Mi sono piaciuti, per l’inventiva: “C’è un insetto sul vetro”, dove l’insetto del titolo non è altro che un uomo che si specchia, “Domani”, dove un ispettore gira il mondo in lungo e in largo per arrestare un delinquente ma viene fregato dal fuso orario, “Telefono sostitutivo”, in cui un cellulare tramuta il protagonista nel vecchio proprietario, “Cornelius”, che narra di un prete dalla mente malvagia, “Il giorno di San Valentino”, i cui protagonisti sono due sbirri corrotti e omosessuali e, sopra tutto, “Jubileo”, dove il Vaticano architetta un ingegnoso quanto cruento piano per salvaguardare il Giubileo.

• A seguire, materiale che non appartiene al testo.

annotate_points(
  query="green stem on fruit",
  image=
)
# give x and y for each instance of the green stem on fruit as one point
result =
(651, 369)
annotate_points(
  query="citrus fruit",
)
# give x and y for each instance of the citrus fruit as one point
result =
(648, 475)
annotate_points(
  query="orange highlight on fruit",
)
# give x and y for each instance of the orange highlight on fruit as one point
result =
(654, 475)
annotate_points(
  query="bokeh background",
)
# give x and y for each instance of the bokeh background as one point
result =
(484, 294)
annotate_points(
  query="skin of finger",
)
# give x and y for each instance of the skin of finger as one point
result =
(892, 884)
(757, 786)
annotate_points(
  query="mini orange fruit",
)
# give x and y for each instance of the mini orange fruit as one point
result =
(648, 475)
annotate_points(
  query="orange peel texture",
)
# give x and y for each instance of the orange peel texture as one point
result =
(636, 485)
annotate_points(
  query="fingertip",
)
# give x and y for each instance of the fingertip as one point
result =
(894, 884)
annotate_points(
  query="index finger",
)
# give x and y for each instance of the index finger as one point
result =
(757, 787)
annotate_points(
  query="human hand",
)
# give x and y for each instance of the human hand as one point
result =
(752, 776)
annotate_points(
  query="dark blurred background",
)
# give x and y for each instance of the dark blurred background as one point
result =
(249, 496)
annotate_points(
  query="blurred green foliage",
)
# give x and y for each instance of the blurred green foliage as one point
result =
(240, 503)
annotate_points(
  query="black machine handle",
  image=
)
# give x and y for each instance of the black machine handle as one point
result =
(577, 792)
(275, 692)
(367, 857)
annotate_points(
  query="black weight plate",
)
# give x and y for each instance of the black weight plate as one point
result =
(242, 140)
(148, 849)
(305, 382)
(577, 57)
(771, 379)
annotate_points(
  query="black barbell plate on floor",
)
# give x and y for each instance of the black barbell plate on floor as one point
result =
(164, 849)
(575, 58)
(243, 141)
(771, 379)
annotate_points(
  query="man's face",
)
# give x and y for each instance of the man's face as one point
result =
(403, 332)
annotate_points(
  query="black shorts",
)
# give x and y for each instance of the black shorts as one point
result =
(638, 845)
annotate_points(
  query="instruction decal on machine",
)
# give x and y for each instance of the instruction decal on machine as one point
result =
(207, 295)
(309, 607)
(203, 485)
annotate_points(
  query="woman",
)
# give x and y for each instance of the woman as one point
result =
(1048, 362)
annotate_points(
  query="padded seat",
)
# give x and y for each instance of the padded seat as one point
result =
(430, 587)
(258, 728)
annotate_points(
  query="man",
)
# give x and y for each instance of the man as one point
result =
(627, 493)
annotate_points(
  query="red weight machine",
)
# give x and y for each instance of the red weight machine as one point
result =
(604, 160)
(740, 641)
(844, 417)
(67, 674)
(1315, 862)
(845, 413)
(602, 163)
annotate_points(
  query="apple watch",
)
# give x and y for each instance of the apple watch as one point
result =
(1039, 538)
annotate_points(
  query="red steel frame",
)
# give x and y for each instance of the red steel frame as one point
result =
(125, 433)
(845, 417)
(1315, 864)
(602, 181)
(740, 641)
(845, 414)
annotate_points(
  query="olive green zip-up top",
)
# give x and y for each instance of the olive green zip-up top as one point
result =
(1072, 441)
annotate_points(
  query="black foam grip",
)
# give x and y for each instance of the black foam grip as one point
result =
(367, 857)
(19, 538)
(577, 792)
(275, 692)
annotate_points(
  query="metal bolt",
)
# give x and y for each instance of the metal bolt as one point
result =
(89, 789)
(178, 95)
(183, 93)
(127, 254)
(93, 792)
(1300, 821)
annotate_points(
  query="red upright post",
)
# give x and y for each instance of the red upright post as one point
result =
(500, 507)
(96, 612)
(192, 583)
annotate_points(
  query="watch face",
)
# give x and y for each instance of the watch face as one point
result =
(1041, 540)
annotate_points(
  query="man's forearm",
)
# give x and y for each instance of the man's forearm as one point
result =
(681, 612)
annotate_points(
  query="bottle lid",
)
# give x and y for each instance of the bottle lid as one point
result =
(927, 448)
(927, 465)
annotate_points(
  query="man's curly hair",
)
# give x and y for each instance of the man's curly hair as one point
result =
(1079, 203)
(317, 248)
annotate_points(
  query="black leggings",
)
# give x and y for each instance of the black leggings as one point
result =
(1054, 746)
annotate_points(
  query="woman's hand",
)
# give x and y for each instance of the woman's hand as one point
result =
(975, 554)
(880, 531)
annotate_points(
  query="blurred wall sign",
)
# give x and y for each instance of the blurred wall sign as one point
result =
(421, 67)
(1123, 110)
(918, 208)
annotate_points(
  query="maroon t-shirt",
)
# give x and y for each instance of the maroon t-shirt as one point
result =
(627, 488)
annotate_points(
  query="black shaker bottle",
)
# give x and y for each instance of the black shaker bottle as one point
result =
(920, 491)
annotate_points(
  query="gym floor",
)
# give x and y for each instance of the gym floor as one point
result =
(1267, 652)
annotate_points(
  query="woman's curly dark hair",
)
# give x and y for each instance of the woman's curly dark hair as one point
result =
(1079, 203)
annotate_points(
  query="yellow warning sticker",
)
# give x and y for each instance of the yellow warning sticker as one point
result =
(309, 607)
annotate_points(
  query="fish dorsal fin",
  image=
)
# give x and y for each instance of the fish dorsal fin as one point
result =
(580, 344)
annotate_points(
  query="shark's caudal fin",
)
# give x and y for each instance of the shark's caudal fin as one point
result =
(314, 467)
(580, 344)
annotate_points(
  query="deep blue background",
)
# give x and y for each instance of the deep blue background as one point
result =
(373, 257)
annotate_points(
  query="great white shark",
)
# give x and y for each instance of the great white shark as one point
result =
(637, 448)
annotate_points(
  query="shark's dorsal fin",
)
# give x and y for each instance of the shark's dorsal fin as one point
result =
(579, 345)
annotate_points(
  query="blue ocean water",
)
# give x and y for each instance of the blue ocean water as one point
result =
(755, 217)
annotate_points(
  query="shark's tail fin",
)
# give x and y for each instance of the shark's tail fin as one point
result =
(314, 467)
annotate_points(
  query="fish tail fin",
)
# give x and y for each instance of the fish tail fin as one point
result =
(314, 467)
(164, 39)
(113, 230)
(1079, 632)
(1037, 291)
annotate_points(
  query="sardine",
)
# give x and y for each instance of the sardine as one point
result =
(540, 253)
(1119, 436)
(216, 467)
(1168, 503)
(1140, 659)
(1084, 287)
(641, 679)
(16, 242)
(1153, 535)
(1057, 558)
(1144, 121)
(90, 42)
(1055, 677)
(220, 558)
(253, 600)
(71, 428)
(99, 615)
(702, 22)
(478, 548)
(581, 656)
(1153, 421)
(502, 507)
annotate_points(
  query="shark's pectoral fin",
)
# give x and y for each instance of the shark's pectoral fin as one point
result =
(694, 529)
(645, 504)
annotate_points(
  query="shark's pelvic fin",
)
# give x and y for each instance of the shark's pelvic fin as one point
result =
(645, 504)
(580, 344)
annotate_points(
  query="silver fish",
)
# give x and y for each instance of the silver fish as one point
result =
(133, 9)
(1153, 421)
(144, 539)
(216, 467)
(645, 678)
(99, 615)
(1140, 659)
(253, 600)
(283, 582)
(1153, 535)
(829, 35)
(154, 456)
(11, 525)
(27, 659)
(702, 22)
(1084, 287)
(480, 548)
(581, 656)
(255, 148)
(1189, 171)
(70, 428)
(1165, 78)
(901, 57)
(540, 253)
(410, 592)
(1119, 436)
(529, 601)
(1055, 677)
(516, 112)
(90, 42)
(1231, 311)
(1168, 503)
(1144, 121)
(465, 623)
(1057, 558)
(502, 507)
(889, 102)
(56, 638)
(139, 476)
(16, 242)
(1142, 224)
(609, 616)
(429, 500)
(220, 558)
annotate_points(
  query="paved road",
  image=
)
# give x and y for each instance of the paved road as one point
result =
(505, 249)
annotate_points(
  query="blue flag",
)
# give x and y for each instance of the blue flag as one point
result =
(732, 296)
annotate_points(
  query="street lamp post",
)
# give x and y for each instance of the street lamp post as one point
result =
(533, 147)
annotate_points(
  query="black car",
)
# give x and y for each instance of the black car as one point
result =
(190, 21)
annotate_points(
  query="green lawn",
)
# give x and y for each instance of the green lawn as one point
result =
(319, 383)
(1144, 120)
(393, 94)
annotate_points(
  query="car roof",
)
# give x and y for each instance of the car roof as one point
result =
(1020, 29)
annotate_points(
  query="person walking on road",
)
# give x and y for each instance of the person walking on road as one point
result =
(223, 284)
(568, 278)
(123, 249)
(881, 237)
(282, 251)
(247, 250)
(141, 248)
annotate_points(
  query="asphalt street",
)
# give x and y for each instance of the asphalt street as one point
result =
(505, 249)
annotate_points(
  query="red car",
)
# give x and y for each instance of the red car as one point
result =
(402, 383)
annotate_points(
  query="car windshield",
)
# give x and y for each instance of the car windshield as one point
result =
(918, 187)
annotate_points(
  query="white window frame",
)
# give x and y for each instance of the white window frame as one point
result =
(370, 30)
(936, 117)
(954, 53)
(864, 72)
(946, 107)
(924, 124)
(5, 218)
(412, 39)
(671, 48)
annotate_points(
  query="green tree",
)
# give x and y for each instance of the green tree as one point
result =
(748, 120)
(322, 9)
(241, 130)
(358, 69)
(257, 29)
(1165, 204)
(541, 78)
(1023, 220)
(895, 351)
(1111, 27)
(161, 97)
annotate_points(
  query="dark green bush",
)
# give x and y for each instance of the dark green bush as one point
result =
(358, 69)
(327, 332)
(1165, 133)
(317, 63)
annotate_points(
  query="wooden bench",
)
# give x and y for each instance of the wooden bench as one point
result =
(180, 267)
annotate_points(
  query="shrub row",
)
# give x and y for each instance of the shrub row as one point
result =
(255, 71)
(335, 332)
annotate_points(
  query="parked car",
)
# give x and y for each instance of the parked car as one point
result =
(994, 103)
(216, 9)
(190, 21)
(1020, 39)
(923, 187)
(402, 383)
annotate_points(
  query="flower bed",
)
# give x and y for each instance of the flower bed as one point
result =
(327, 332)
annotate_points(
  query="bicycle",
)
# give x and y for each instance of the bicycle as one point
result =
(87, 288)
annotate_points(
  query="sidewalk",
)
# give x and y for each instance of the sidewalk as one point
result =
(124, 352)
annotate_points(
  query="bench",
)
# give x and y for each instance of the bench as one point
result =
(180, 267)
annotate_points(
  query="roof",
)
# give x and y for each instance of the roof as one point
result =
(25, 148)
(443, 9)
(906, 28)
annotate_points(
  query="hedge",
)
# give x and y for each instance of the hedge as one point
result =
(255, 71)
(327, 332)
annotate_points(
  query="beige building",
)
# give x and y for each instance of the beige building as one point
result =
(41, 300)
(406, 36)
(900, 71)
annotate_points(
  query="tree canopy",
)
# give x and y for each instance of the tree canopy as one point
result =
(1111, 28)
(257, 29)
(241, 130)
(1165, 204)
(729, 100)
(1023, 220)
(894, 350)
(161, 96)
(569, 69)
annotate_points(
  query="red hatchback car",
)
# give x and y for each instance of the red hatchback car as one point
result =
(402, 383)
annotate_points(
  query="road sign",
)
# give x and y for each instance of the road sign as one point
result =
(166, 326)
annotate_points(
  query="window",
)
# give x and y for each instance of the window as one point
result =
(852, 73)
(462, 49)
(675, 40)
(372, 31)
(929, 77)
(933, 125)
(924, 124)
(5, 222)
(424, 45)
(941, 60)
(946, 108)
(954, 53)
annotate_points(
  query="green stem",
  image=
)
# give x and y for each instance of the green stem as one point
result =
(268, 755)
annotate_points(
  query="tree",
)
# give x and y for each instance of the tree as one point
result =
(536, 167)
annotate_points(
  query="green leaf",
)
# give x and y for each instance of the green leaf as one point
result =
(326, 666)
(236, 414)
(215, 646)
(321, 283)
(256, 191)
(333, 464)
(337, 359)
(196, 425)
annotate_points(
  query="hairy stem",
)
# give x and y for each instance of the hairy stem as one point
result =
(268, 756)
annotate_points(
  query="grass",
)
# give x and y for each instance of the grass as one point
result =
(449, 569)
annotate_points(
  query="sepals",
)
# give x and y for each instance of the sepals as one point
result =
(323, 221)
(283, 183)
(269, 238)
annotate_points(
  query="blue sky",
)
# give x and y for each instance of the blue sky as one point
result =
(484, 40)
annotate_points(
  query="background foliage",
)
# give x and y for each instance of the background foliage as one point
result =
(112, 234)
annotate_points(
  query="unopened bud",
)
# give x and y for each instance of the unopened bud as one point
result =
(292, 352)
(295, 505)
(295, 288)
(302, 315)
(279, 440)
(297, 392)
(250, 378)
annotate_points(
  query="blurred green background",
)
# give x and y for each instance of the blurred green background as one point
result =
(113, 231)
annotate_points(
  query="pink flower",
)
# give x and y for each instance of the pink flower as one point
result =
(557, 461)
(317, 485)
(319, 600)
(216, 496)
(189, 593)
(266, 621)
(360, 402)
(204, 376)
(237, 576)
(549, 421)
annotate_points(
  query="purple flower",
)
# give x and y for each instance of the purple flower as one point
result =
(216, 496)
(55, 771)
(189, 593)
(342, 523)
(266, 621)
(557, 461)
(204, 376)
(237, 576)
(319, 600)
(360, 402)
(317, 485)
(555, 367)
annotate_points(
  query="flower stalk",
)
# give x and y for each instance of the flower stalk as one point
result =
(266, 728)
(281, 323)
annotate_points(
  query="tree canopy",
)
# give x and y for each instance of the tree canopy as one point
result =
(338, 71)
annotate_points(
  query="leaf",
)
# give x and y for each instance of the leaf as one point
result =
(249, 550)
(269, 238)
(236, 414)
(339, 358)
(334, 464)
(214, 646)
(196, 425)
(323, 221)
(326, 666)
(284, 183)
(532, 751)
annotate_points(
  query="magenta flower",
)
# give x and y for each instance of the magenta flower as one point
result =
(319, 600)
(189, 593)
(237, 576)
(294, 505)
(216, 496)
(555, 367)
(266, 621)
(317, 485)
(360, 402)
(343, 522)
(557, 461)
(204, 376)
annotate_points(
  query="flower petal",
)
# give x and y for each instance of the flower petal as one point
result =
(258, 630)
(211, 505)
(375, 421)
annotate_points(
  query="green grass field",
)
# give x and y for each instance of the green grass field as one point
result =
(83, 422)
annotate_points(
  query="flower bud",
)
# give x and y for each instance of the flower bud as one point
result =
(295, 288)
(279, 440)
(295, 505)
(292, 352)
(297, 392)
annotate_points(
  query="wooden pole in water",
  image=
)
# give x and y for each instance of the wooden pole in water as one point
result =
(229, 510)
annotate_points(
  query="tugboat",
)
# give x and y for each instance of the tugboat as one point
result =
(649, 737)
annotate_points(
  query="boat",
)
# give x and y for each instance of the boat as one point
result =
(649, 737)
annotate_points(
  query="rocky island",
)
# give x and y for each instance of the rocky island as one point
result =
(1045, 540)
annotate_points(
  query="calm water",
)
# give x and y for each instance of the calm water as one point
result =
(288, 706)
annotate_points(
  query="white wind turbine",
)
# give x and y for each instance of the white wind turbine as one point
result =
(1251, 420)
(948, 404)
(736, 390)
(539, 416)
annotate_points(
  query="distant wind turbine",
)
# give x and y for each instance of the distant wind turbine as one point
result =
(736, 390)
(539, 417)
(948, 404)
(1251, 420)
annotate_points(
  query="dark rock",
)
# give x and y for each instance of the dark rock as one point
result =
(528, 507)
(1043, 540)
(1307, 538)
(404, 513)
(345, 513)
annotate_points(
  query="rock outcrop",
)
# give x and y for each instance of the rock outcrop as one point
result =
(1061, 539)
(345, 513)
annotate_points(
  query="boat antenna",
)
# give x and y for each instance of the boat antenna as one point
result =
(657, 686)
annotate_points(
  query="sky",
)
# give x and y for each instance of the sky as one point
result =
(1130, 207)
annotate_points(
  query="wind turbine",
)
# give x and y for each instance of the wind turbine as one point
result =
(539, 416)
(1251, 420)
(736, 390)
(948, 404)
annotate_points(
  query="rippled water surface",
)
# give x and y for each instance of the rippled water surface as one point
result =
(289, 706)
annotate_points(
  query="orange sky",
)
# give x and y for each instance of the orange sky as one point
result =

“L’appartamento”, in cui un ispettore in pensione non si dà pace finché non rinviene un cadavere, “Il delitto di Natale”, fiaba nera con protagonista Babbo Natale, “Il silenzio dei musei”, in cui un boia esce dal dipinto per fare razzia dei ladri, “Radiopanico”, che narra di uno scherzo di cattivo gusto, “Il giudice”, in cui un interrogatorio viene svolto tra le mura di un manicomio, “Eleonora”, in cui un bambino cieco risolve un omicidio e, infine, “Julian”, che narra le avventure di una testa mozzata ai tempi della rivoluzione francese.

I racconti di Lucarelli raccontano della realtà, del ricordo e della fantasia. Il tutto condito con sapiente ironia e con parole bellissime. Un motivo in più per leggere gli autori italiani.